By Frank Pingue
SOCHI, Russia (Reuters) - The chemistry shared between American twin sisters Monique and Jocelyne Lamoureux may well prove to be the key ingredient to landing the duo matching gold medals at the Sochi Olympics.
The 24-year-old sisters have competed in a variety of sports together from a young age but now they are doing it on the world stage for a U.S. women's ice hockey team chasing their first Olympic gold medal since 1998.
Jocelyne, who is two minutes younger than Monique, set up both her sister's goals in a 9-0 U.S. win over Switzerland on Monday that handed the team a bye to the semi-finals.
"We communicate really well and she just has the knack for hanging out in the quiet areas and I kind've know where she's going to be without having to really focus on making a conscious effort of finding her," Jocelyne told reporters.
"So it's a tribute to playing together pretty much in every sport we've grown up doing."
The Lamoureux sisters' careers have followed very similar paths from playing together on boys' and girls' youth teams, through university and finally for the national team.
Monique began her sporting career by doing gymnastics and dancing with Jocelyne, then moved on to playing high school all-state football in eighth grade.
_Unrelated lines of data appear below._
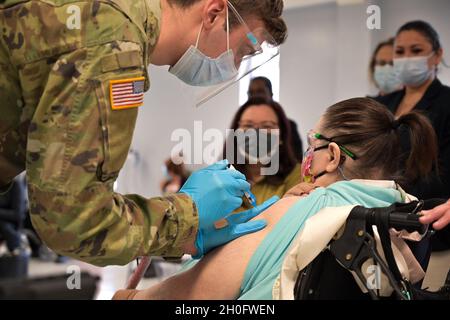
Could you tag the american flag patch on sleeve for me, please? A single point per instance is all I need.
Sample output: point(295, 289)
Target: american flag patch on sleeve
point(127, 93)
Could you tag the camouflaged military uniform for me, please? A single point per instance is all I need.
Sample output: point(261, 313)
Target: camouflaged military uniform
point(59, 61)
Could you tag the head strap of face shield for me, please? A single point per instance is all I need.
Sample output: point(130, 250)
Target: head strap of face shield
point(250, 36)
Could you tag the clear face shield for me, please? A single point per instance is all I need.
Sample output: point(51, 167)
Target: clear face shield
point(207, 77)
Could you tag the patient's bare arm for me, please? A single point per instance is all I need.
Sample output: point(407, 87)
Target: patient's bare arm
point(220, 273)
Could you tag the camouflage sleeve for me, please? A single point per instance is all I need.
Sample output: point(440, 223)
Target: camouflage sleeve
point(77, 145)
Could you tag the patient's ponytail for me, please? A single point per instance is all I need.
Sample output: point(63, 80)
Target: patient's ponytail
point(388, 149)
point(415, 129)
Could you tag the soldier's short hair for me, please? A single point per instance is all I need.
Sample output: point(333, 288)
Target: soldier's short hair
point(269, 11)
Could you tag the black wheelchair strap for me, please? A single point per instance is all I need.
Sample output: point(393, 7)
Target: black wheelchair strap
point(382, 224)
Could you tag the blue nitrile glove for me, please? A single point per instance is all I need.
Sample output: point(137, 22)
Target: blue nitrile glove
point(238, 225)
point(216, 191)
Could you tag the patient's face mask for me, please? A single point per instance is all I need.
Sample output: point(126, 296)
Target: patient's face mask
point(413, 71)
point(196, 69)
point(308, 158)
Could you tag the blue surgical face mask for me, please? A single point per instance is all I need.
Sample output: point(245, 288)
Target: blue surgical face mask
point(413, 71)
point(196, 69)
point(387, 79)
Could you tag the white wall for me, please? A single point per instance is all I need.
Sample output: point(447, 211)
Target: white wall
point(325, 60)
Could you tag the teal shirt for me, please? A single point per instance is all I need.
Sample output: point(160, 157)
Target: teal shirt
point(265, 264)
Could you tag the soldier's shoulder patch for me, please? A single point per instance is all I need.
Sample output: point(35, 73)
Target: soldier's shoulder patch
point(127, 93)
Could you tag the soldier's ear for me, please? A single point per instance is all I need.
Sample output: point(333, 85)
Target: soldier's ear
point(212, 11)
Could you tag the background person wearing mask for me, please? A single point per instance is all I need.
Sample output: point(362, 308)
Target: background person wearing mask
point(175, 176)
point(260, 113)
point(69, 109)
point(262, 87)
point(418, 53)
point(381, 69)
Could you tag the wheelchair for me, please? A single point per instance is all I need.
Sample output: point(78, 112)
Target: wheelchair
point(332, 274)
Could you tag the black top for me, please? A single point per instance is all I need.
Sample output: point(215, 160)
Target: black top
point(435, 104)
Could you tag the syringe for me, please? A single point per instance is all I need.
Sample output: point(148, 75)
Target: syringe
point(249, 197)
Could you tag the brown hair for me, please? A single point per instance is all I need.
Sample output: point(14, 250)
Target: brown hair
point(269, 11)
point(369, 129)
point(286, 152)
point(388, 43)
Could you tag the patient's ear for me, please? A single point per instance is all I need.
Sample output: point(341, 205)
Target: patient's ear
point(334, 154)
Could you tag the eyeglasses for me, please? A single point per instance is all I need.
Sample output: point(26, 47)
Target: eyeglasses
point(312, 136)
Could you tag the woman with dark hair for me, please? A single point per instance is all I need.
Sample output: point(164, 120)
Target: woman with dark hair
point(381, 68)
point(352, 159)
point(267, 120)
point(418, 53)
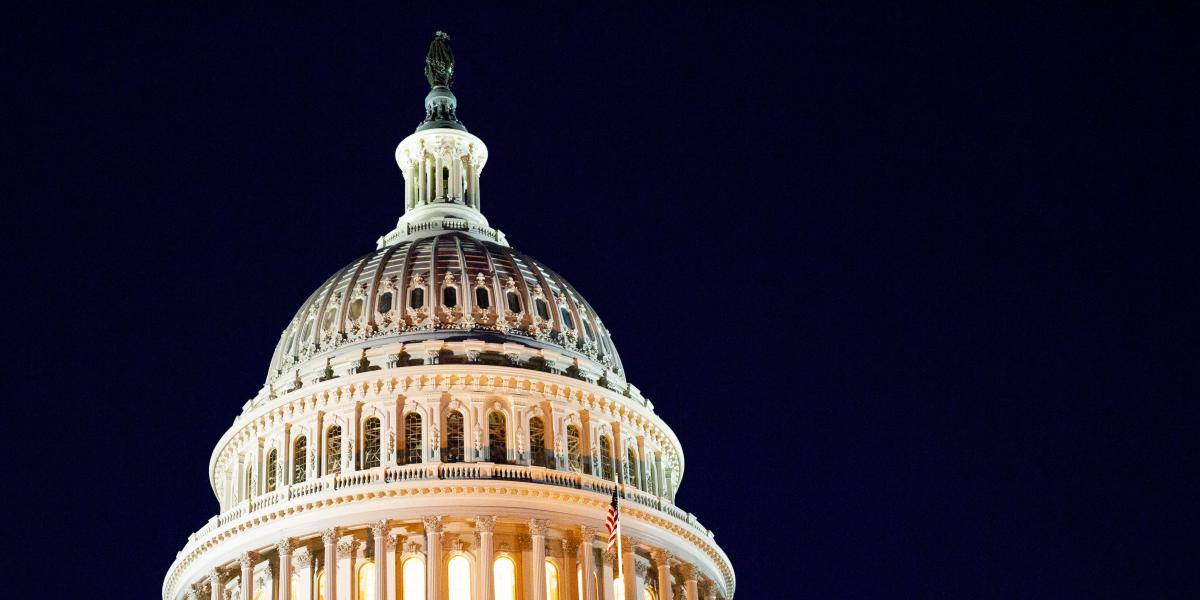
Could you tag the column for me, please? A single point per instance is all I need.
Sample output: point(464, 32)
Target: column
point(486, 526)
point(379, 529)
point(285, 581)
point(538, 539)
point(663, 559)
point(606, 589)
point(432, 558)
point(247, 575)
point(586, 559)
point(329, 537)
point(567, 576)
point(630, 568)
point(689, 579)
point(215, 591)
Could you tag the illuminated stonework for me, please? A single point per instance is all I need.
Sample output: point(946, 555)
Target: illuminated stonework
point(447, 418)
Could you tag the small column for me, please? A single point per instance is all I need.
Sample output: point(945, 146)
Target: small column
point(538, 539)
point(379, 529)
point(329, 537)
point(663, 559)
point(215, 591)
point(432, 558)
point(689, 581)
point(630, 569)
point(486, 526)
point(285, 582)
point(247, 575)
point(587, 534)
point(606, 577)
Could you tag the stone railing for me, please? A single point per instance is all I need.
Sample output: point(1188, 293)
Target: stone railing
point(443, 471)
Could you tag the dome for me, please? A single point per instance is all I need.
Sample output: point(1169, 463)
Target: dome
point(447, 286)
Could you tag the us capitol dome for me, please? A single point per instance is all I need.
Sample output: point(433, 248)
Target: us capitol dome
point(447, 419)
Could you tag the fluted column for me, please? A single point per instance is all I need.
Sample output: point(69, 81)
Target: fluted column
point(329, 537)
point(247, 575)
point(486, 526)
point(587, 534)
point(433, 558)
point(379, 531)
point(538, 539)
point(663, 559)
point(630, 569)
point(215, 591)
point(285, 581)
It was their brothers who guided the sisters to the ice.
In what looks like a display of twin telepathy, the sisters have a way of rattling opposing defenses and goalies with no-look passes.
In Wednesday's game, Jocelyn was digging the puck out of the corners while Monique was calmly hanging around the front of the net, seemingly knowing her sister would send the puck her way.
"It's awesome. Honestly both goals were a product of Jocelyn and (linemate Meghan Duggan) working the puck down low really well and me just finding the open spot in front," said Monique. "My success is totally reflected on them and how well they were doing in the corners.
"Obviously growing up together we played on all the same teams, had all the same coaches and we know how to read off each other better than everybody else we've ever played with."